Con questo invito Gianfranco Bologna iniziava la sua prefazione al libro di Lester Brown Eco economy, che nell’aprile del 2002 provava a disegnare “una nuova economia per la terra” come recita il sottotitolo. Sei anni e mezzo dopo ci ritroviamo ancora a cercare di fare il primo passo verso questa nuova economia, non più autodistruttiva ma orientata alla sostenibilità e al rispetto per i limiti fisici del pianeta. «Quando le osservazioni non forniscono più supporto alla teoria – scrive Lester Brown – è giunto il momento di cambiare la teoria, ciò che lo storico della scienza Thomas Kuhn ha chiamato un cambiamento di paradigma.

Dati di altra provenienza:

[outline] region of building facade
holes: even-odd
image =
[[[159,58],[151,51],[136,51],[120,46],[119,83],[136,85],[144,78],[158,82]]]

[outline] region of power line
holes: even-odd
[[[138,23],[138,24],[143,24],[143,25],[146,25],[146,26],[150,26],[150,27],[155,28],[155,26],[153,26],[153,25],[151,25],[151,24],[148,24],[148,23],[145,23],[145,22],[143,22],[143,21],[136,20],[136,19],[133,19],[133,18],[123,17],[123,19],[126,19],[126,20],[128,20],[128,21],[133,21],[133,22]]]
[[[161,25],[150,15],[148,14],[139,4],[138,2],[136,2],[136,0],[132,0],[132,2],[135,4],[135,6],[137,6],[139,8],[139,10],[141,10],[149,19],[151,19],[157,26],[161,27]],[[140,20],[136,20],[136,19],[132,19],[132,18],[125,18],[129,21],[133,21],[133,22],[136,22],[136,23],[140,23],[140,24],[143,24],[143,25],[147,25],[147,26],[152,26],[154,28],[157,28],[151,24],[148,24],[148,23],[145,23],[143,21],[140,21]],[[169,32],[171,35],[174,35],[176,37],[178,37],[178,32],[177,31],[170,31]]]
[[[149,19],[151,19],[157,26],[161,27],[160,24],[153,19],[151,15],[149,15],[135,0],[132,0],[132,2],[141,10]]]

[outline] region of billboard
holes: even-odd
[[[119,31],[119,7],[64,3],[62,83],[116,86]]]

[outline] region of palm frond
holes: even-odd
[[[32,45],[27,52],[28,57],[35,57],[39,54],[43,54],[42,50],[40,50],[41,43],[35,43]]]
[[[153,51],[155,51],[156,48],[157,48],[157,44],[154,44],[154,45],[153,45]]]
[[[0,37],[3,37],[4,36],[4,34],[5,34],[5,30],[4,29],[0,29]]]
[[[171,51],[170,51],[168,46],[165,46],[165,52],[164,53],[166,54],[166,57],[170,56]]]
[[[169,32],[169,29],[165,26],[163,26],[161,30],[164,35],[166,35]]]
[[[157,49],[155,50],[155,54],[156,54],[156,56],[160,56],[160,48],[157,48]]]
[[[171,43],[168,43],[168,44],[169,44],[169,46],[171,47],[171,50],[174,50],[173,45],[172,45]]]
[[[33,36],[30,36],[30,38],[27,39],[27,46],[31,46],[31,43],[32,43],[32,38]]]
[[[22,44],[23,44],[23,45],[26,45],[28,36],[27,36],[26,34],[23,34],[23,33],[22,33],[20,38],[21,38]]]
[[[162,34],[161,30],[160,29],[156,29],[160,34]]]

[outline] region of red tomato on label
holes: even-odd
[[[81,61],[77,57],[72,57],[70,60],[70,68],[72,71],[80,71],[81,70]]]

Se l’economia è un sottosistema dell’ecosistema terrestre, come questo libro vuole dimostrare, la sola formulazione di politica economica che avrà successo sarà quella che rispetterà i principi dell’ecologia».

Lester Brown nel 2002 sperava che si potesse guardare con fiducia al futuro, ma soprattutto si illudeva che gli economisti stessero diventando «più sensibili all’ecologia» e che cominciassero a rendersi conto che «vi è una dipendenza intrinseca fra economia ed ecosistema della terra: un sempre maggior numero di economisti è impegnato nella ricerca del modo per far sì che il mercato rispecchi la verità ecologica».

Non è andata così, solo il più classico dei cliché, ovvero la funzione pedagogica delle catastrofi, ha permesso oggi di vedere incrinata la cieca fiducia di molti economisti nel modello turbo liberista impostato sul dogma della crescita senza se e senza ma, e sul feticcio delle merci. Ma anche le catastrofi, dopo lo shock del momento, vengono anestetizzate nella mente umana con un moto spontaneo di ritorno al rassicurante momento precedente il caos: ed è qui l’errore, che molto spesso (per fortuna non sempre) ha portato la popolazione umana a non fare tesoro dell’accaduto.

Vedremo l’ennesima catastrofe - questa volta economica, che si va ad aggiungere a quella finanziaria e a quella climatica – quanto sarà in grado di incidere stavolta nel riorientamento della locomotiva mondiale. Semplicemente, ecco che cosa non si è capito e che si stenta a voler vedere oggi: «Le politiche economiche che hanno prodotto una tale crescita dell’economia mondiale sono le stesse che stanno distruggendo i sistemi che le sostengono. Queste politiche sono fallimentari secondo qualsiasi criterio di misurazione concepibile: una cattiva amministrazione – spiegava Lester Brown – sta distruggendo i quattro ecosistemi che ci forniscono gli alimenti – le foreste, i pascoli, la pesca, le colture – e tutte le materie prime ad eccezione dei minerali”. Perché di una cosa l’essere umano pare essersi dimenticato: nonostante molti di noi vivano in società urbanizzate e ad alta tecnologia, dipendiamo comunque come i nostri antenati dai sistemi naturali della terra». E’ il tanto bistrattato capitale naturale, che va assottigliandosi sempre di più finché sarà incapace di reggere sé stesso e gli uomini che ne dipendono.

Ma il nocciolo della questione, colto dall’autore, è la mancanza di contabilità ambientale, oggi come 6 anni fa. «possiamo costruire una eco-economia – ammoniva il fondatore del Wordwatch Institute – con le tecnologie esistenti e ciò è economicamente fattibile, ma solo a patto che riusciamo a far sì che il mercato ci dica il costo complessivo dei prodotti e dei servizi che acquistiamo». E questo non lo si fa senza un sistema di contabilità ambientale, introdotto dalla politica e sulla base della quale governare ed orientare l’economia mondiale.

Una volta l’ex vicepresidente della esso per la Norvegia e il mar del nord Oistein Dahle disse che il socialismo era caduto «perché non permetteva che i prezzi riflettessero la verità economica, il capitalismo potrebbe crollare perché non permette che i prezzi riflettano la verità ecologica». Il capitalismo probabilmente non crollerà, ma l’economia potrà sopravvivere e sostenersi in uno stato quanto meno stazionario se e solo se sarà in grado di mettere il treno su un binario diverso, quello della sostenibilità, creando per le generazioni future un’economia in grado di sostenerle, non di metterle a rischio.